We went to the Lotus Festival (food not that good) yesterday, and while circling looking for parking I noticed Albertos Tamales on Temple between Dawson and Glendale. Its about a block from the Echo Park lake.
So today, I decided to go there for lunch.
First, its take-out only. I noticed a room with a table and some chairs, but the guy there (Alberto?) said thats only open on the weekends.
On the board outside the window were about 8 different kinds of tamales, and some drinks. I asked about the Oaxaceña tamales, which were $12 for 20 tamales. He said that was only on the weekends. So I asked what he had. He pulled the substantial lid from the big pot and said today they had chicken, beef, pork, cheese and pineapple.

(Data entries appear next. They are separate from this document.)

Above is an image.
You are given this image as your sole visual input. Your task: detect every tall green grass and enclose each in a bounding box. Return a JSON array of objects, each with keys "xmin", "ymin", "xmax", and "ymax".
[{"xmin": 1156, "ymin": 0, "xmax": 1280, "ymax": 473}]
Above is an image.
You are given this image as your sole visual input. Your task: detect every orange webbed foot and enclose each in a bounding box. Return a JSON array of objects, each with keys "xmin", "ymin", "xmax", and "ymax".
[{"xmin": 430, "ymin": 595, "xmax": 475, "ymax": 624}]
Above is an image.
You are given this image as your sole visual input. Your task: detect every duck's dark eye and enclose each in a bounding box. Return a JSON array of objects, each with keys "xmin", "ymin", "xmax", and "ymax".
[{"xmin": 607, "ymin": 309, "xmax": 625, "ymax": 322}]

Okay, gimme 2 chicken and 2 pork.
He wrapped em up in foil, then a plastic bag, and pronounced $4.40. I paid and off I went to sit by the Echo Park lake.

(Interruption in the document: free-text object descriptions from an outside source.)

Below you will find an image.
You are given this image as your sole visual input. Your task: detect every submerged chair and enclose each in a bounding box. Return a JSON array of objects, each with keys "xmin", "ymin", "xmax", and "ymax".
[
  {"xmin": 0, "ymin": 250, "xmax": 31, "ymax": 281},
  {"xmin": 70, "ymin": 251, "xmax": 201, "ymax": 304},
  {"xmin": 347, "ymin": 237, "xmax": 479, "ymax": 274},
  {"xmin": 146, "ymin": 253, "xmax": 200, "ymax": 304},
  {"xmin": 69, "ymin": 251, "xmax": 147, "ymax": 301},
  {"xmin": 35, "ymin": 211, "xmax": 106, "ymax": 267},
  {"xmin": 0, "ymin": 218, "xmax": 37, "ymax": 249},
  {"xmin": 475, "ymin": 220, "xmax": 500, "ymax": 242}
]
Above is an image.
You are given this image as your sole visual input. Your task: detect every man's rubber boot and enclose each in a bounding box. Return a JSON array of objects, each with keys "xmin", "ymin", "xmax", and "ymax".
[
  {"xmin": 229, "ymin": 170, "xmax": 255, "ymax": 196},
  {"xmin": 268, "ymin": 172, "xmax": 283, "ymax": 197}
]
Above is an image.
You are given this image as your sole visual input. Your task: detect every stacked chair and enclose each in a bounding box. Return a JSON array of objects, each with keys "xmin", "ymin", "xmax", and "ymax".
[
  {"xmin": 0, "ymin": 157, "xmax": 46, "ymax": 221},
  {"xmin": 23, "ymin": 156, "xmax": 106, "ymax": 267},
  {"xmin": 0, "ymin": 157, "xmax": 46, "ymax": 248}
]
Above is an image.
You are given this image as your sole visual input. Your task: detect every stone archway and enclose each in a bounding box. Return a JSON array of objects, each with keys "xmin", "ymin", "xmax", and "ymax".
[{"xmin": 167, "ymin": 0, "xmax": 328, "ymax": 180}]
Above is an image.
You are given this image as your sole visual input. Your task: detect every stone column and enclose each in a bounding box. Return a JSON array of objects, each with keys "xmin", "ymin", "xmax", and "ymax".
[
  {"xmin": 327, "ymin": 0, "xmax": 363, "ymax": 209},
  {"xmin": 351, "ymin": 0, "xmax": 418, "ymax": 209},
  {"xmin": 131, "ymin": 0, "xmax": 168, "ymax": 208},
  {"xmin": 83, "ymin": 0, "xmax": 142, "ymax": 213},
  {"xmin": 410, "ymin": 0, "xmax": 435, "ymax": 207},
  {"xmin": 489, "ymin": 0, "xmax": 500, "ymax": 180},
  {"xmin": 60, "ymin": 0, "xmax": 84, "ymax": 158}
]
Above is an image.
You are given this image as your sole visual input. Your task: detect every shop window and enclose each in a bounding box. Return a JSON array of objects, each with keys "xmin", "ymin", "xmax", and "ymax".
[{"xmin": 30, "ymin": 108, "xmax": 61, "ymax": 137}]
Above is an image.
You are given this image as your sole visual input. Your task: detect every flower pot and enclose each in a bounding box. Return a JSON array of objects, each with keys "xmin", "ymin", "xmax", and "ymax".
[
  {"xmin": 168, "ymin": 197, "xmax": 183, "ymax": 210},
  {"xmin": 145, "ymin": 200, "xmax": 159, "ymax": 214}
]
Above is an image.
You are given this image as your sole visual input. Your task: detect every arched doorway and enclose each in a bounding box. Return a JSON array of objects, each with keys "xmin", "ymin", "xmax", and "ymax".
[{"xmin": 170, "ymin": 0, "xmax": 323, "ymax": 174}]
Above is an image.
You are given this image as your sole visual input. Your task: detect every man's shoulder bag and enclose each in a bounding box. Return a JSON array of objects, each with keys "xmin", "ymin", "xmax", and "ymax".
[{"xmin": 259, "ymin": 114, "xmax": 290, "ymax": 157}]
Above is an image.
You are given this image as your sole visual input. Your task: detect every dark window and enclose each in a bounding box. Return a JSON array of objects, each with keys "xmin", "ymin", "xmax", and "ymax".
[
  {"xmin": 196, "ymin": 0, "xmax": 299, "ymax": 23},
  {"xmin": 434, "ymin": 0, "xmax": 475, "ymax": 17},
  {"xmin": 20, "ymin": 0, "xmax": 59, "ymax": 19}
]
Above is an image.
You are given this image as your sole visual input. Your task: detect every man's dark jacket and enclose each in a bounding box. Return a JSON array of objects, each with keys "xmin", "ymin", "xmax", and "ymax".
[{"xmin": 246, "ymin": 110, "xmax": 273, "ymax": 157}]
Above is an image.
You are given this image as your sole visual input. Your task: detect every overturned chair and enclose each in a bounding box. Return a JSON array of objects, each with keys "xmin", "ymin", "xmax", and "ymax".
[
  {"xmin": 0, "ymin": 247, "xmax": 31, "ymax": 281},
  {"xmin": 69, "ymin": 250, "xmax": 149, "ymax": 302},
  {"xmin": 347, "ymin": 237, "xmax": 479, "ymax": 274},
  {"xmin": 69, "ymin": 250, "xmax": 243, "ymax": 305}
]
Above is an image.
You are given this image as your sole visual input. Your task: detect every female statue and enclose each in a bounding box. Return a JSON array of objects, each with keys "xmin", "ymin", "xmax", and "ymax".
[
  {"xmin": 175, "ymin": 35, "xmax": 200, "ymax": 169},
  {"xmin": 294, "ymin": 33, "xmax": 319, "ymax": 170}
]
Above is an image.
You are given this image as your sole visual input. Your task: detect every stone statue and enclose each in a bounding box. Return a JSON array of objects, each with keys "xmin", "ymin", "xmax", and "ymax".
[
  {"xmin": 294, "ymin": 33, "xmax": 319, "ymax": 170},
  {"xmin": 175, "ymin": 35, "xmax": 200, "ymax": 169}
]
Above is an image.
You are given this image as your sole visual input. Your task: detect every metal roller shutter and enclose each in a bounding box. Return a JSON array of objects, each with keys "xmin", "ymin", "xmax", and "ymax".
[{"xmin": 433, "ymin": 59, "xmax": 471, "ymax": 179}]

I rushed over to the lake, parked the car in the shade and made my way to a park bench looking out over the lake.
I snuck a glance to my right, then my left, then, very slowly, I slid my hand into the plastic bag and into the foil. I could feel the heat of the still steaming corn husks. I felt around, and then with one hand only, I carefully unwrapped its outer husk. Then I slowly slid a finger along the hot, smooth, slippery tamale, removing a portion of the inner husk. At this point I stopped to let things cool down a bit.

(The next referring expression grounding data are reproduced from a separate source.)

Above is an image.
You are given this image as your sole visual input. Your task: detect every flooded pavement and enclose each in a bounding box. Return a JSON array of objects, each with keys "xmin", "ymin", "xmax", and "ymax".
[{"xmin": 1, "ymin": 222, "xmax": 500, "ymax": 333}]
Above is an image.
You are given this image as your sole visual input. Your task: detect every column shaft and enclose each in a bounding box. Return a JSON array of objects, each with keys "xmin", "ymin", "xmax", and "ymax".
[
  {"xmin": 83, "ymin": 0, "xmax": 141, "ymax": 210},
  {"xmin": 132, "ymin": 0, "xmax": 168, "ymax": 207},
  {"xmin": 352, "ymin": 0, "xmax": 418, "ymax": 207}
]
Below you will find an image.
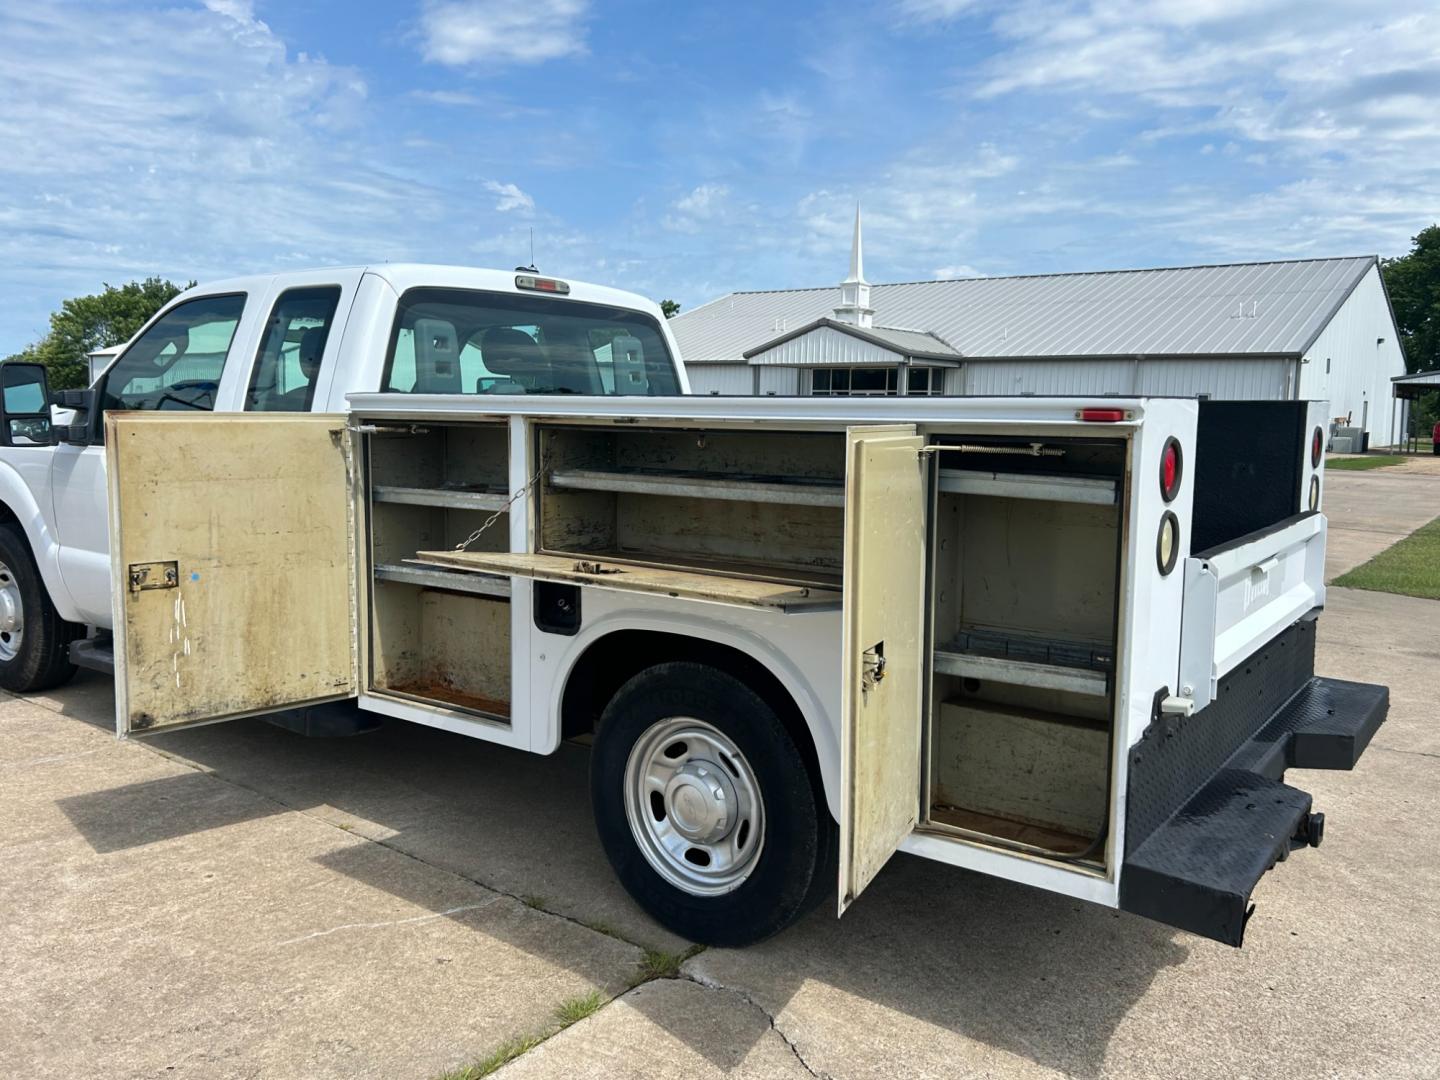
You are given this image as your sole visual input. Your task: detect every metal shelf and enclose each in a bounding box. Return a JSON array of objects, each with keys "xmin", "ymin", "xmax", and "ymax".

After a few moments (the tension was too great), I spread the foil wide open, grabbed the partially denuded tamale and slurped my first bite. The cornmeal was fresh and soft. It was firm enough to hold its shape, but tender and sweet. Mmmmm.
As I got into the meat, I realized it was a chicken tamale (you cant tell what kind they are from the outside). It had a nice red sauce that was not too spicy, but had a mild little kick to it. And the chicken was tender and stringy, like it had been stewing for hours before he made the tamale.
But I quickly remembered why people put the tamales on plates and eat them with a fork. They are quite messy. What with the natural oils of the ingredients, and the tenderness of the coating, you really have to be careful eating them. To top it off, the filling was very hot, so I was contorted to the side on the park bench trying not to spill anything on my shirt.
I loved it, but now I had a dilemma. Should I eat another one right then and there, or should I take them home. I sat back on the bench and enjoyed the view of the lake. Then, all caution was thrown to the wind. I dove a hand back into the bag, into the foil, into the outer husk, into the inner husk, and ouch. It was too hot. So I waited a little bit, picked it up and jackpot. This one was pork.
It was a little firmer than the chicken, and had a much more spicy green sauce. I had so much anticipation that I gobbled it down in what must have been 15-20 seconds. And now I had tamale on my hands, my face, my shirt, my shorts, and of course the bag holding the tamales had oils and pieces of tamale on it. In summary, I was a mess.
It was at this point that a woman and her three kids walked by, and I must have been quite a sight, what with all the mess and all. A little boy came over close to me to see what I was doing, and decided it best to be on his way.
So I gathered my things, brushed the tamale off as best I could and headed for the car. Obviously I needed more privacy for my tamale fest.
Upon arriving home, I had the other two tamales. One was chicken, but oddly it was not like the other chicken tamale. This one had the green sauce that was on the pork tamale I had earlier. And the chicken was not nearly as tender as the first tamale.
The fourth tamale was not pork, but rather beef, and it had a nice red sauce. The beef was the firmest of the meats, but good nonetheless.
Overall, an embarrassing, but tasty experience, and I strongly recommend it.